We suggest that BHD‐RCC, which consists of more than one histological type and shows unique cytogenetic features, may be defined more appropriately as an independent category rather than as a subtype of chromophobe RCC in the WHO classification. Reclassification of some other rare RCC, such as hereditary and sporadic FH‐deficient RCC, should be considered in the future. However, genetic counseling and testing for hereditary RCC are not covered by government subsidies in Japan.
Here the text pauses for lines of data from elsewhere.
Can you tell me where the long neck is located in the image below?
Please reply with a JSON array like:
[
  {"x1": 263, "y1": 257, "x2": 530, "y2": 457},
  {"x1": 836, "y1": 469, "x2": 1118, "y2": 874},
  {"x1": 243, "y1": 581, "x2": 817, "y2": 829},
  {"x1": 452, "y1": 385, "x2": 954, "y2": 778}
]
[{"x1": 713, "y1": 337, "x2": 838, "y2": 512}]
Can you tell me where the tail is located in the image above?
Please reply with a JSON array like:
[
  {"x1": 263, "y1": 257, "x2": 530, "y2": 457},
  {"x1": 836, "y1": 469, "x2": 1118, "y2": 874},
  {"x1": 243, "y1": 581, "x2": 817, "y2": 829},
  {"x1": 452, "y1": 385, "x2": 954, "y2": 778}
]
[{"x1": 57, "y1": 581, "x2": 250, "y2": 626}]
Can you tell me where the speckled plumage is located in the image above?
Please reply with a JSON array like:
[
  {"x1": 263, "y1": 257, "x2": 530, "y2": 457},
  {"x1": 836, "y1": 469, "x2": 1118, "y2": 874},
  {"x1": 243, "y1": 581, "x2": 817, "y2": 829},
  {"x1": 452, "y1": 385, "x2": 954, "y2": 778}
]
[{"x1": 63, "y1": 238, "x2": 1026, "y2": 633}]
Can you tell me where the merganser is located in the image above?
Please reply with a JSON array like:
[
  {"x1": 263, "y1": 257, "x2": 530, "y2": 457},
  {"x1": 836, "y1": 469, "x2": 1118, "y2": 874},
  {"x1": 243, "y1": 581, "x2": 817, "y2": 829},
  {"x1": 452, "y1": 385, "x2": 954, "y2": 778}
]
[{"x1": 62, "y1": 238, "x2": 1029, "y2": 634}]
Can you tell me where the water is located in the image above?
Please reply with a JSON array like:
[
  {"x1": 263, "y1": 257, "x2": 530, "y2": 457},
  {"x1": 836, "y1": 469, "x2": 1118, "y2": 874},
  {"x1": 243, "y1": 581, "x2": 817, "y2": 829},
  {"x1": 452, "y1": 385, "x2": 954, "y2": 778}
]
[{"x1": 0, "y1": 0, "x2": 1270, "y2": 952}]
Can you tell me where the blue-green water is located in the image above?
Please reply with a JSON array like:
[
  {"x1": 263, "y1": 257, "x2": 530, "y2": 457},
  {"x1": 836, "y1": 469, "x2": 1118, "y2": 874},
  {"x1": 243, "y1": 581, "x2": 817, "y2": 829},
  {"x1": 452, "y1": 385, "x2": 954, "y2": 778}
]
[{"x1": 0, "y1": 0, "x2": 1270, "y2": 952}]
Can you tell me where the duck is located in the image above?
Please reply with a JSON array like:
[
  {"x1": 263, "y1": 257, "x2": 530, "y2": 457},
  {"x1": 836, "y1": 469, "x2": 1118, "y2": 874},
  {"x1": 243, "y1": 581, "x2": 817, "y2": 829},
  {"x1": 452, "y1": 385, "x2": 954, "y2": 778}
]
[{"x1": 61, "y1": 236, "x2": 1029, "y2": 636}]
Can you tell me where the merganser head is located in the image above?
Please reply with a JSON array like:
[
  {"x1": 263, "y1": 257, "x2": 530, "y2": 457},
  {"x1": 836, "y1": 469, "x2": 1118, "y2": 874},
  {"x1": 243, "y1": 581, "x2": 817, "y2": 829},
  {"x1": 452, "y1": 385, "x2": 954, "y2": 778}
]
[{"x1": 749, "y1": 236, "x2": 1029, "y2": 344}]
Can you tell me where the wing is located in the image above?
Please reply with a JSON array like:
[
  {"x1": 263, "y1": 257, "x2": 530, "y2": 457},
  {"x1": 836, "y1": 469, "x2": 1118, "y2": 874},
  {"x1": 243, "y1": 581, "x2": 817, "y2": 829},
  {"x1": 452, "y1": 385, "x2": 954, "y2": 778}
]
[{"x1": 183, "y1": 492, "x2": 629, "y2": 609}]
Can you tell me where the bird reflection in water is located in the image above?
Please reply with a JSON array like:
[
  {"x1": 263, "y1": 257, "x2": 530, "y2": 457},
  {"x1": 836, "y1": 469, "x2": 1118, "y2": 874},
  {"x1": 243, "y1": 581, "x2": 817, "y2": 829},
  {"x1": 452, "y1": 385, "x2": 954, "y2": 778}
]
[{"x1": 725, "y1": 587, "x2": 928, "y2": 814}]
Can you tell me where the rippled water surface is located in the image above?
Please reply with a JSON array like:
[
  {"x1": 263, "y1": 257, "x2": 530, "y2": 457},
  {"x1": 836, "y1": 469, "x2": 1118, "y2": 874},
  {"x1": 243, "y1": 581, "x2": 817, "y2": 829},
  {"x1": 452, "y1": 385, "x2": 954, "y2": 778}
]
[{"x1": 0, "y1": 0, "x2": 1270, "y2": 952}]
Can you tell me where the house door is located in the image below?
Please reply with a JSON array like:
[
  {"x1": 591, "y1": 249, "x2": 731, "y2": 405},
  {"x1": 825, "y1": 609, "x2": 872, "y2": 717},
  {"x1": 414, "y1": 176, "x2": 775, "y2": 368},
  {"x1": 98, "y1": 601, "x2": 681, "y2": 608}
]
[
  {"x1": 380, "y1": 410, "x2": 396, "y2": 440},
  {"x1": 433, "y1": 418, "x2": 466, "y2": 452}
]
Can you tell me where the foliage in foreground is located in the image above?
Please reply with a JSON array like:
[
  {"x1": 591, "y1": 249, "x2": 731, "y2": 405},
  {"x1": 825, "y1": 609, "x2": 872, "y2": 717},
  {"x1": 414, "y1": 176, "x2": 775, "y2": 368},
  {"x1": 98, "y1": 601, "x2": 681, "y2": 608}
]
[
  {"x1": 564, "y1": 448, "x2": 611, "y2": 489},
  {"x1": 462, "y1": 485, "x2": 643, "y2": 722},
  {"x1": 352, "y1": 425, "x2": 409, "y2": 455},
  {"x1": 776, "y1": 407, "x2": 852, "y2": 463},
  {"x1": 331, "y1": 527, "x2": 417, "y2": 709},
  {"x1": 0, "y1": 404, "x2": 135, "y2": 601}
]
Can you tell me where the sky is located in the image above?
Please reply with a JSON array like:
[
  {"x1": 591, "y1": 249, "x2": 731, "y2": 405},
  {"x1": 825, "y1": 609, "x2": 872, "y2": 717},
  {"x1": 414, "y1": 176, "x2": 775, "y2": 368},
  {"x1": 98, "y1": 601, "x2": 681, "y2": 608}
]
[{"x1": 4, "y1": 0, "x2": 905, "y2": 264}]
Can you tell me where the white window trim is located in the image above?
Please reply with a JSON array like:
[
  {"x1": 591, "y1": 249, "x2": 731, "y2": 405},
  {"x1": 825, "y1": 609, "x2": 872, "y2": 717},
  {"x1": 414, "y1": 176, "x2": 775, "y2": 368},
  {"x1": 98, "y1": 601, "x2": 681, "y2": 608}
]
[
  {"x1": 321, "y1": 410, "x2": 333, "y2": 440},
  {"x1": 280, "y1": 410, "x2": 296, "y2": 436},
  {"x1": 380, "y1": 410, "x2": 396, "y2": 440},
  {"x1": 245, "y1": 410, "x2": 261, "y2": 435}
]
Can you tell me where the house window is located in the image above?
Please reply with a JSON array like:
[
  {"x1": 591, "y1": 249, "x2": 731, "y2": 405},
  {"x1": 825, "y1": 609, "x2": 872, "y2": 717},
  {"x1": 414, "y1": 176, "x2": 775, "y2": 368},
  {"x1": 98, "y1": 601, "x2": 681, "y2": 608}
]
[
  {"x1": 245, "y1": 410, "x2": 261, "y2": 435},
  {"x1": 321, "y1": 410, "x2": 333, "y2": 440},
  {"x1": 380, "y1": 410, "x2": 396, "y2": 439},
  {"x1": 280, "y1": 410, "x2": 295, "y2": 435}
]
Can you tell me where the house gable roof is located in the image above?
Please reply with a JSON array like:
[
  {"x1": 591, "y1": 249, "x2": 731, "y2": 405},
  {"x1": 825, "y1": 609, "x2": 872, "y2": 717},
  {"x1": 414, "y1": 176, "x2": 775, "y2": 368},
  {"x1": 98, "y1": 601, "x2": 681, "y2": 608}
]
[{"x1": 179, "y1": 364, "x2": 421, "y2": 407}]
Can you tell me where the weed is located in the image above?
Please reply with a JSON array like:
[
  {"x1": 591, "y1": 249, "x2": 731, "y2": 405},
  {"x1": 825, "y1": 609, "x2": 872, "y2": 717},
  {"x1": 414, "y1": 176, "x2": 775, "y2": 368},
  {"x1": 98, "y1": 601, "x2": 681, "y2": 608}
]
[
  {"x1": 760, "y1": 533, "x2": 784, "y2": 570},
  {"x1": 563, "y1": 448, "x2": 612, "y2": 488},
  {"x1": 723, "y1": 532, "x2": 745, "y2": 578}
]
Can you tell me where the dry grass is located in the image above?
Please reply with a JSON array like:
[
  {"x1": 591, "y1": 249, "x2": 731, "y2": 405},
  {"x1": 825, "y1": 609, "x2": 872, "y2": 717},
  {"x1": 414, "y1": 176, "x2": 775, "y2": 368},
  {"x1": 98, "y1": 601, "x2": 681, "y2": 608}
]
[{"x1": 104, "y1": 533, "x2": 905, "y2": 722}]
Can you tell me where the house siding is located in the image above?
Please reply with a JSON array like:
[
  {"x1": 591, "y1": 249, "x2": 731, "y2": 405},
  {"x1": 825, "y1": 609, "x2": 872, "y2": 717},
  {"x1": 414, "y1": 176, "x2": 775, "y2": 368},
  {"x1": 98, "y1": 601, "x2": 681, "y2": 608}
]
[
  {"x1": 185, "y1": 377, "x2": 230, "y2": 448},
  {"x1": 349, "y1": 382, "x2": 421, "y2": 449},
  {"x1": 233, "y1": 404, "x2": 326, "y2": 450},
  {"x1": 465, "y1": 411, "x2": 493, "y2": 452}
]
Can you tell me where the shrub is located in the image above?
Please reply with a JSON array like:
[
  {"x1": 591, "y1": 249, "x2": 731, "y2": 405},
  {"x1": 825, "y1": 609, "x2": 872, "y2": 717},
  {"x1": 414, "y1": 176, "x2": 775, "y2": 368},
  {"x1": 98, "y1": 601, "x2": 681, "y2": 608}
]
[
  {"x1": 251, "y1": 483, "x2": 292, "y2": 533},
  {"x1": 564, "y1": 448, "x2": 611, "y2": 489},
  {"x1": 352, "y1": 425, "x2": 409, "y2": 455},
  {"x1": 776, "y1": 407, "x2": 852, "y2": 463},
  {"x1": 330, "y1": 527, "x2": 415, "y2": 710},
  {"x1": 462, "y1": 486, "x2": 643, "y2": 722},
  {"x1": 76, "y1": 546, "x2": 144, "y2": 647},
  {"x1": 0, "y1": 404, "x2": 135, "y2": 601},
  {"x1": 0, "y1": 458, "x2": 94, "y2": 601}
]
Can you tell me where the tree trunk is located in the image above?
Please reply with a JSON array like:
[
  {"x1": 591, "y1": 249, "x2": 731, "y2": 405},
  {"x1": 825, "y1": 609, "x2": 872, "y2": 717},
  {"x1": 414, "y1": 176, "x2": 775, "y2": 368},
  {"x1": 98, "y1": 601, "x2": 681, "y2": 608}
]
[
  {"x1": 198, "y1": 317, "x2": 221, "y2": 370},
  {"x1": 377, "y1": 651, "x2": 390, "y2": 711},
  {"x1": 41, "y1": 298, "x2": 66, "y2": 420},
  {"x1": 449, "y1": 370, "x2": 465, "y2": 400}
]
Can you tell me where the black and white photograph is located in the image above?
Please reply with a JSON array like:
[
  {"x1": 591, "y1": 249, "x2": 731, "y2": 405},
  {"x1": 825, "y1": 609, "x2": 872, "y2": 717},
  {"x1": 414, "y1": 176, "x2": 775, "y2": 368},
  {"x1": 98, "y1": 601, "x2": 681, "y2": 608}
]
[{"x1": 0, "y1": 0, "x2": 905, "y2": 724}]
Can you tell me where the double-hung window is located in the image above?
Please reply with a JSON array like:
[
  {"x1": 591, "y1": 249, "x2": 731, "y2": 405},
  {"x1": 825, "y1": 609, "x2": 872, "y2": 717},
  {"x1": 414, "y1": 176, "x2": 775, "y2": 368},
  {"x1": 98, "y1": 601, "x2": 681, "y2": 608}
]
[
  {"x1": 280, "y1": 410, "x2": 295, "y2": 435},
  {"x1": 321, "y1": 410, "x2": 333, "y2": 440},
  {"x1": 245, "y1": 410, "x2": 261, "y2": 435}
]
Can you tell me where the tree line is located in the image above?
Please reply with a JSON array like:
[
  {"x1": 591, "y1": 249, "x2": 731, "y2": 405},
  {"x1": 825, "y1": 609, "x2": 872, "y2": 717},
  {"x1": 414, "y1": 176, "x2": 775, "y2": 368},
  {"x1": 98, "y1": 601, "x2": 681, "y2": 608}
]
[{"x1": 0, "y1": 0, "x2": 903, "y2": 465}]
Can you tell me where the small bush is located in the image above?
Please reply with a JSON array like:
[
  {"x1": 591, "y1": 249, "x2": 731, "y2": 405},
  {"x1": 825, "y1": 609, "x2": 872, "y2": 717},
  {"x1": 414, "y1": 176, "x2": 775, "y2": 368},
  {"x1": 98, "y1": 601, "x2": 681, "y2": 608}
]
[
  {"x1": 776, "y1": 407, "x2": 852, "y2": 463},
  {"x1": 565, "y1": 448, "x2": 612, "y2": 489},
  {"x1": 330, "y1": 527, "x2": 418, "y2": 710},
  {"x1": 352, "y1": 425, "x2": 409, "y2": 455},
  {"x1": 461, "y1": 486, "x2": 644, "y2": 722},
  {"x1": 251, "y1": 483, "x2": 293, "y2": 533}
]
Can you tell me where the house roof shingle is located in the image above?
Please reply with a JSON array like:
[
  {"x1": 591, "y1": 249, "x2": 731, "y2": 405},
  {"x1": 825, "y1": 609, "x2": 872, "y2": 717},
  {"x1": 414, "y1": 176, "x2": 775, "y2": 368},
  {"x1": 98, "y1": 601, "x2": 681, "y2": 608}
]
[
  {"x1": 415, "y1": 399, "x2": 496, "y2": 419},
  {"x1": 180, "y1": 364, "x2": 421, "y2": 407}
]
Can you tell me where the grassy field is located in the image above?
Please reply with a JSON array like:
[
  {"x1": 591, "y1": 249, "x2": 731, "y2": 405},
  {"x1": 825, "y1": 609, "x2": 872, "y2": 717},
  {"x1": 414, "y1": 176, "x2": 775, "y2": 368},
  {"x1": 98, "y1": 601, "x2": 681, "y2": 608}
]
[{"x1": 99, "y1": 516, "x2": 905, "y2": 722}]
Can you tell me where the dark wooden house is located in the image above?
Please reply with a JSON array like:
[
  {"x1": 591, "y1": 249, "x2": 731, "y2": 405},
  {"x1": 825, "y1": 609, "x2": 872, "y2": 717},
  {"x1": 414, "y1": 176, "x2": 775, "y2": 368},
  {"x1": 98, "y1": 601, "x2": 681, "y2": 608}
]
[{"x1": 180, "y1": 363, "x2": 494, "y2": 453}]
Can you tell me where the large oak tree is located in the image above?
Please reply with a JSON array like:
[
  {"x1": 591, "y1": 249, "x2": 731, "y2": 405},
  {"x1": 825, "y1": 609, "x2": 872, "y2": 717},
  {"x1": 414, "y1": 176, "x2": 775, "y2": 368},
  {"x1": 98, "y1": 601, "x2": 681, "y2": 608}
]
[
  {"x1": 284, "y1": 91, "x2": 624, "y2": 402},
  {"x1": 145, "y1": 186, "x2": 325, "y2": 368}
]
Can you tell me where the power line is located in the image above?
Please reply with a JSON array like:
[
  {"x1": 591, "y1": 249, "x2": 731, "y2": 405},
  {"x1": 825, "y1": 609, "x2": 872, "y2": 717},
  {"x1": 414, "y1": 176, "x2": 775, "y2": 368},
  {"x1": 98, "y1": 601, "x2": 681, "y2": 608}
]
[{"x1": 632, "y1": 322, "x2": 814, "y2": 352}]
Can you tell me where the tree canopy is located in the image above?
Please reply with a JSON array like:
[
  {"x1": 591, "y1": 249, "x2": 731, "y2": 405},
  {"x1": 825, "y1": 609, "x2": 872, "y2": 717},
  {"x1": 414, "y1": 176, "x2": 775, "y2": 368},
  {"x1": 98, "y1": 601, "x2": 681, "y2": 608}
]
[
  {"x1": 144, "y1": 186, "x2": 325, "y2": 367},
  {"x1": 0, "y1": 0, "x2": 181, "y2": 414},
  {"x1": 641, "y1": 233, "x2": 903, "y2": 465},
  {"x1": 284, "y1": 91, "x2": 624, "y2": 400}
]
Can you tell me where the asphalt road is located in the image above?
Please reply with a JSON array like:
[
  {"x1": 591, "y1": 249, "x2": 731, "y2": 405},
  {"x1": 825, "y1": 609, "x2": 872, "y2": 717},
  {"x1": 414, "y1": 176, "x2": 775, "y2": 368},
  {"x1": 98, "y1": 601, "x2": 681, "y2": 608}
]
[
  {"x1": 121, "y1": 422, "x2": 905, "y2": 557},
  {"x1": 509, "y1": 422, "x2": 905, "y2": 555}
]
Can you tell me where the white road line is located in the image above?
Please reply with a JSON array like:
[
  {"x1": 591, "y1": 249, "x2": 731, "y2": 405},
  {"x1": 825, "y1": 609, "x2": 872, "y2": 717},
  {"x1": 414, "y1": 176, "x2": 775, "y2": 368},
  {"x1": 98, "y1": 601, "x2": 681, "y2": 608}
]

In addition, genetic discrimination may be a concern among suspected individuals. Medical circumstances occasionally discourage patients from receiving genetic testing, which prevents them from receiving the correct diagnosis from medical geneticists and pathologists and evidence‐based treatment from urologists. Legal protection of genetic information, such as the Genetic Information Nondiscrimination Act in the USA, should also be provisioned in Japan. Improvement of medical care for hereditary RCC patients and potential mutation carriers will be critical for their diagnosis and appropriate treatment.

DISCLOSURE

Authors declare no conflicts of interest for this article.